Also I want to provide some experience while playing around with some models:

Workload design experiences

Computer systems behave very differently in power draw when different workloads happen. Thus it was explored if separate and disparate workloads shall be used or one large mixed workload shall be used.

Advantages of the separate workloads could be:

  • Better fit and better prediction
  • Might work especially well in edge cases
  • Might needs less sample data to fit

Disadvantages though respectively:

  • When conditions change the fit might be unusable. This was tried with a fit on a compute workload. Here the intercept was already 16 W (although system was 4 Watts in idle).

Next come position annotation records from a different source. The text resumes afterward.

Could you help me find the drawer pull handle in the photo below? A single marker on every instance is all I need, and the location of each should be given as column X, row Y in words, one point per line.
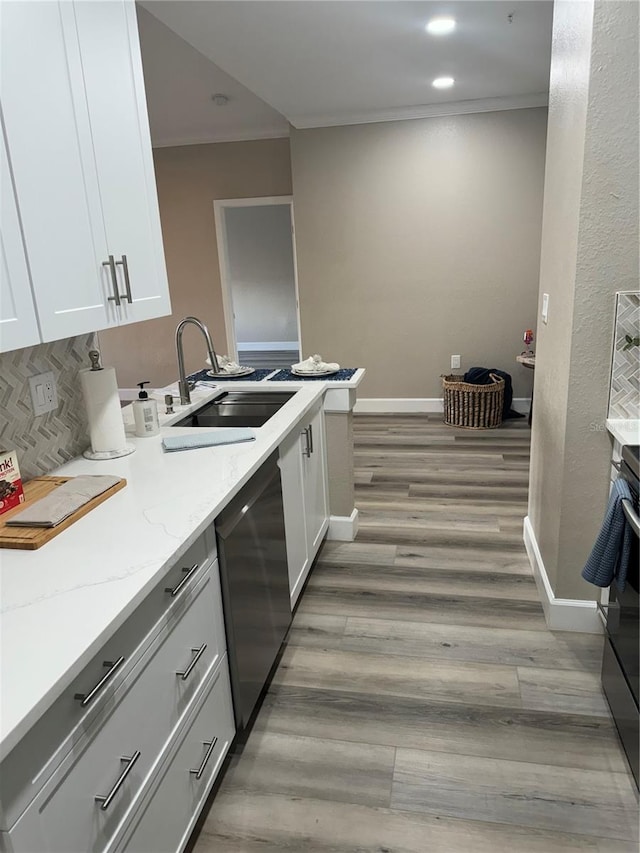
column 212, row 745
column 111, row 263
column 86, row 698
column 307, row 445
column 176, row 589
column 127, row 283
column 106, row 799
column 198, row 654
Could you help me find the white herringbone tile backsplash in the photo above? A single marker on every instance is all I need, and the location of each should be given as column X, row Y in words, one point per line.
column 45, row 442
column 624, row 401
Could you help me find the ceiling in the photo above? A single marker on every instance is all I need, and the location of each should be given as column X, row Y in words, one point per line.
column 329, row 62
column 179, row 83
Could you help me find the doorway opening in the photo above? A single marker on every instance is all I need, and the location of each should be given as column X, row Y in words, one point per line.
column 258, row 274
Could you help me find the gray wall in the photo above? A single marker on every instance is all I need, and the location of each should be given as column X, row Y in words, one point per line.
column 189, row 178
column 417, row 240
column 589, row 251
column 261, row 273
column 44, row 442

Thus it was impossible to know for the model what would happen if CPU was idle.
  • The later prediction must know which model to choose when. This is hard when no domain knowledge is present as for instance a rule like "switch to compute when instructions are > 10,000,000" might be misleading in a system with a higher base frequency or sytems that only have one core and cannot fully sleep the core.

Model design experiences

  • Fitting on all variables leads to high colinearity. This means that repeated runs produce highly different weights. This can be either combated by higher sample sizes, changing the sample interval or by simply dropping variables or chaining them together.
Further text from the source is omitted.